Philadelphia insured Campbell’s C-Ment Contracting under a directors and officers policy for the period November 2009 to November 2010. While the policy was in effect, one of the insured’s officers, Craft, was sued for alleged misrepresentations he made in connection with a corporate merger.Craft, apparently, was unaware of the policy at the time and thus undertook his own defense.He did not learn of the policy’s existence until March 2012, at which time he tendered his defense.Craft later settled the underlying suit before Philadelphia issued a formal coverage position.
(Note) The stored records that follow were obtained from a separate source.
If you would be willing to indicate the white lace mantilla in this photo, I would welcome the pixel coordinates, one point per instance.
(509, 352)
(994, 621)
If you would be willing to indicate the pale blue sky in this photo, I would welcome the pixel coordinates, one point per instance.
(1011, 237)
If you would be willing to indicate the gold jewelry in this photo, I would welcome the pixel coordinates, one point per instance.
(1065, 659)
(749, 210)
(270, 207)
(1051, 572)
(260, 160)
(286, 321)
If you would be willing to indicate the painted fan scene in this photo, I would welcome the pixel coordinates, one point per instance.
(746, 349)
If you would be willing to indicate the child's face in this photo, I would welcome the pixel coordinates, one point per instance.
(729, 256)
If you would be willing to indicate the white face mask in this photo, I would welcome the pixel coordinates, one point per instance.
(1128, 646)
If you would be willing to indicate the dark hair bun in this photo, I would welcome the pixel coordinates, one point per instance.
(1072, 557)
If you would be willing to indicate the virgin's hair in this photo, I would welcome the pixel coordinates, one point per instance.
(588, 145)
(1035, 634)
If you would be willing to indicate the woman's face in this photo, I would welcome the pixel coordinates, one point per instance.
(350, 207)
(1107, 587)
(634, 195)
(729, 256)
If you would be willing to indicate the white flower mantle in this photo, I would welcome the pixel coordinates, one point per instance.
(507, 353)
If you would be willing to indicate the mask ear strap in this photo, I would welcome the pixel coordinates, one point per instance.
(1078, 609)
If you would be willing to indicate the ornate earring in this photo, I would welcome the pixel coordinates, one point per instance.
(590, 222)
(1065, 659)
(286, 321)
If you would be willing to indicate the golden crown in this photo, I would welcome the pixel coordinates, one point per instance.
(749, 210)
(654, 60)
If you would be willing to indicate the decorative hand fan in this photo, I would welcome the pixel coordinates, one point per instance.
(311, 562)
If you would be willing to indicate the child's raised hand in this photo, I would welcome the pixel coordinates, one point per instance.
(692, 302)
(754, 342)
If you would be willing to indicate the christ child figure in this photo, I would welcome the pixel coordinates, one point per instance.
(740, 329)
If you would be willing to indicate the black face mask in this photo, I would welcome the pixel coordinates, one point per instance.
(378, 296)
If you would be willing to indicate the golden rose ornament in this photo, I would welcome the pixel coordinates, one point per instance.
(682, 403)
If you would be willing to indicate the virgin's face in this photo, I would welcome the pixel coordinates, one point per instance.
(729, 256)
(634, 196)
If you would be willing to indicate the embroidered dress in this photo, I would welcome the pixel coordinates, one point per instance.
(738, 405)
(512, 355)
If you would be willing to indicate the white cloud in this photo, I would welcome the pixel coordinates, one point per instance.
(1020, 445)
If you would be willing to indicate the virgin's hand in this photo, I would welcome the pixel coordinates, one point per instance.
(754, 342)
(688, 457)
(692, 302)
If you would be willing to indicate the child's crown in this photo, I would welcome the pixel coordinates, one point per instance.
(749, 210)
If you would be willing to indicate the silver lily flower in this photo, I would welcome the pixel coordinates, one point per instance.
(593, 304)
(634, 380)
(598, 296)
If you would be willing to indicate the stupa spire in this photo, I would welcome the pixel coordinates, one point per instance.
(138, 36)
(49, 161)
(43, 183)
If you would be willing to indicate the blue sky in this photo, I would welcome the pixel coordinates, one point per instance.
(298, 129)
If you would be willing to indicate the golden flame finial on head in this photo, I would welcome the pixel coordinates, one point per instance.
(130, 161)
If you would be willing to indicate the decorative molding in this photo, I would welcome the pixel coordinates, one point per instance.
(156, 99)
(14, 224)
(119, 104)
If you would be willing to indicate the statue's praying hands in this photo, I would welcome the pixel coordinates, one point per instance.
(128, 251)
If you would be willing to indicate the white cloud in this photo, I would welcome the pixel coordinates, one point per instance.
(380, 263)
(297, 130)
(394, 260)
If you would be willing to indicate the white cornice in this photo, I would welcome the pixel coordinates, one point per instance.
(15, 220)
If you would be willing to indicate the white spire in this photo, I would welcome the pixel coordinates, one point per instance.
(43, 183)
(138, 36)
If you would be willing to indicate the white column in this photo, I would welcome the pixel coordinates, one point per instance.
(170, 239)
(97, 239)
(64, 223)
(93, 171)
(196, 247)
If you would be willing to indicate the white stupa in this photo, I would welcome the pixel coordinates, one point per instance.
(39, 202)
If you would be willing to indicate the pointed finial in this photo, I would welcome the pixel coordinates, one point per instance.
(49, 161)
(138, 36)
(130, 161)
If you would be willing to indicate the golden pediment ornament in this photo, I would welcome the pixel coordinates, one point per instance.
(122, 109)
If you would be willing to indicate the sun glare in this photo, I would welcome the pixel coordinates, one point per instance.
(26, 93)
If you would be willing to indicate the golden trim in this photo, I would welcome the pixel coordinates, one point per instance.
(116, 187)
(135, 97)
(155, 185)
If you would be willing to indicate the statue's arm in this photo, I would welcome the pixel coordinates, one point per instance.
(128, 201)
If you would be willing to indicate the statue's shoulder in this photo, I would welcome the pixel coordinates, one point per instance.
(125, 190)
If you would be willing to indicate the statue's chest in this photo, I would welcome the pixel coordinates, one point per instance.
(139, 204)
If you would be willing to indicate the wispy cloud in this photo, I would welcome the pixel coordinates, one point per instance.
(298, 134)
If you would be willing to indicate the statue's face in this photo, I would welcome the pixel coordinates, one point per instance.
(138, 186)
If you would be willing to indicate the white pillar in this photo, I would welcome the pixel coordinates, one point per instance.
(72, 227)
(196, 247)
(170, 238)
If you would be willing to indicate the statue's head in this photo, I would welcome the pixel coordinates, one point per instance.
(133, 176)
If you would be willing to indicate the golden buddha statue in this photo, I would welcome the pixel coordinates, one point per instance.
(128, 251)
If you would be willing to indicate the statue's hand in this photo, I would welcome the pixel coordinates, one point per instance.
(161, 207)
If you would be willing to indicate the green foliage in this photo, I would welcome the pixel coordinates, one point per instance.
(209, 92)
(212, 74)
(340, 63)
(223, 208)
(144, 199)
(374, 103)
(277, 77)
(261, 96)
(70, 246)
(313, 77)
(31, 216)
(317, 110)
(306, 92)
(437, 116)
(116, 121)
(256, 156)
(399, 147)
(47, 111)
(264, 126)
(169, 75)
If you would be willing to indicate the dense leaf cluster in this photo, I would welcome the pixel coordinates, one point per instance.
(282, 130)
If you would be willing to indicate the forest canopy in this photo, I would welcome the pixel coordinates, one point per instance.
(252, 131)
Craft later sued Philadelphia, seeking reimbursement of defense costs and the settlement amount. Philadelphia moved to dismiss on the grounds that Craft had failed to comply with the policy’s notice provision, which required notice of claim as soon as practicable, and that he also failed to comply with the policy’s reporting provision, which required that the claim be reported to Philadelphia within sixty days of the policy’s expiration. Relying on the Colorado Supreme Court decision in Friedland v. Travelers Indem. Co., 105 P.3d 639 (Colo. 2005), Craft argued that Philadelphia could only sustain its late notice disclaimer if it could demonstrate prejudice as a result of his non-compliance with the notice and reporting provisions.
In considering the issue, the 10th Circuit noted a clear distinction in Colorado law between claims made and occurrence-based policies. Whether the Friedland decision applied in both contexts, however, was an issue for which the court could find no guidance. The court nevertheless observed that if it determined that the notice-prejudice rule applied to claims-made policies, such a decision “would render Colorado law an outlier on this issue,” since the majority of jurisdictions agree that prejudice is not a consideration for claims-made policies.The court also recognized that applying a prejudice rule to claims-made policies could greatly impact the insurance market in Colorado, since insurers typically can offer claims-made policies at a lower premium precisely because of the limited notice period. Finally, the court acknowledged that imposing a prejudice requirement on a claims-made policy would, in essence, effect a rewrite of the policy language, something Colorado courts are loathe to do.
Given these significant concerns, the court certified to the Colorado Supreme Court the question of whether the notice-prejudice rule applies to claims made and reported policies.The court also certified the related question of whether a prejudice requirement applies to the provision requiring notice of claim as soon as practicable; in other words, claims for which notice is given within the policy period, but still late under the circumstances.